During his second tour of Iraq as a platoon commander in 2004 he was blown up by a roadside bomb.

STEVEN THOMPSON: I looked down at the radio and I looked back and then boom. Just this huge percussion. I just remember it being black and some smoke. And then I kind of open my eyes and I look over at my right arm and by the time I do blood just kind of (squirting noise); two nice little spurts across my lap and I screamed. It's kind of embarrassing to say now but I screamed. And I was like arrgh… you know.

I tried to get out of the humvee and when I did, I stepped down with my left foot and my shin just buckled underneath me. And as I rolled over, I kind of looked down at my leg and it's got this smoke coming out of it.

GEOFF THOMPSON: Thompson was medivaced out of Iraq and to eventually to the United States where he spent seven months in hospital.

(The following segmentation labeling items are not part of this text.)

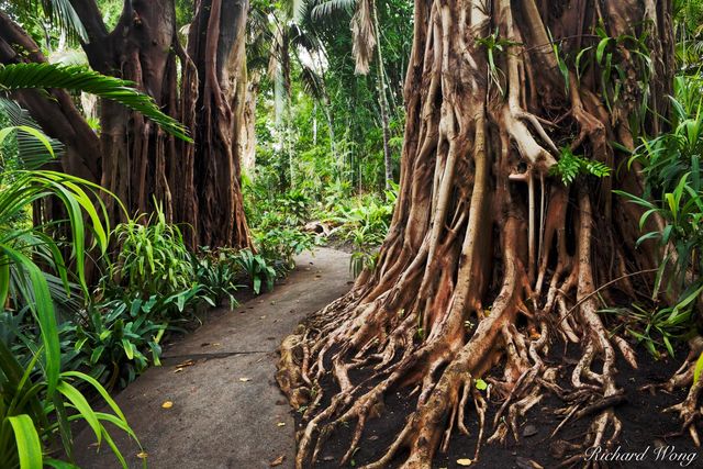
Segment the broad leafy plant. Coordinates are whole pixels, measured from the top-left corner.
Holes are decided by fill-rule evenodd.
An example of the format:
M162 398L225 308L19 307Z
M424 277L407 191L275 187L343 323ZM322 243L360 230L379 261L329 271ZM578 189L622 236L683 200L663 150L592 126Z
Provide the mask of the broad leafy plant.
M13 131L16 129L0 131L0 141ZM53 152L46 137L38 133L36 137L44 142L47 152ZM78 371L62 371L59 326L43 271L52 270L68 292L67 266L72 260L78 284L87 292L83 265L88 231L100 252L104 253L108 246L109 228L94 206L100 188L54 171L5 171L0 183L0 304L10 311L26 309L41 335L41 346L29 360L15 356L9 344L0 340L0 467L65 467L46 458L45 449L59 436L67 457L72 459L70 422L75 420L85 420L98 443L104 440L126 467L103 425L110 422L134 436L124 414L93 378ZM47 197L59 201L66 212L65 223L71 235L70 258L64 256L59 242L46 235L46 226L18 223L27 208ZM91 387L109 404L111 413L93 411L79 391L79 383Z
M276 270L266 263L261 255L254 254L250 249L242 249L238 253L237 261L249 277L254 293L259 294L263 284L266 284L268 290L274 289Z
M109 280L127 297L169 295L193 283L193 266L178 226L166 221L159 205L146 219L138 216L114 230L119 245Z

STEVEN THOMPSON: They put a titanium rod and four screws in my shin and in my arm. Like cut the lat muscle out, flipped it upside down and stuffed it into my arm. Bit of a Frankenstein procedure quite frankly, but it works so I got no complaints.

GEOFF THOMPSON: A year after leaving hospital Steven Thompson qualified for flight school and is now back in Iraq, flying Cobra attack helicopters. And he expects marines like him to still be in Iraq in another five years.

STEVEN THOMPSON: Once they start accepting each other a little more, I think we can hand it over. But I still think, until the in-fighting goes away, I think it's going to be hard to do.

(Trumpet plays)

MARK COLVIN: US marine Steven Thompson ending Geoff Thompson's report.

And you can see Geoff's film on Foreign Correspondent on ABC Television this evening.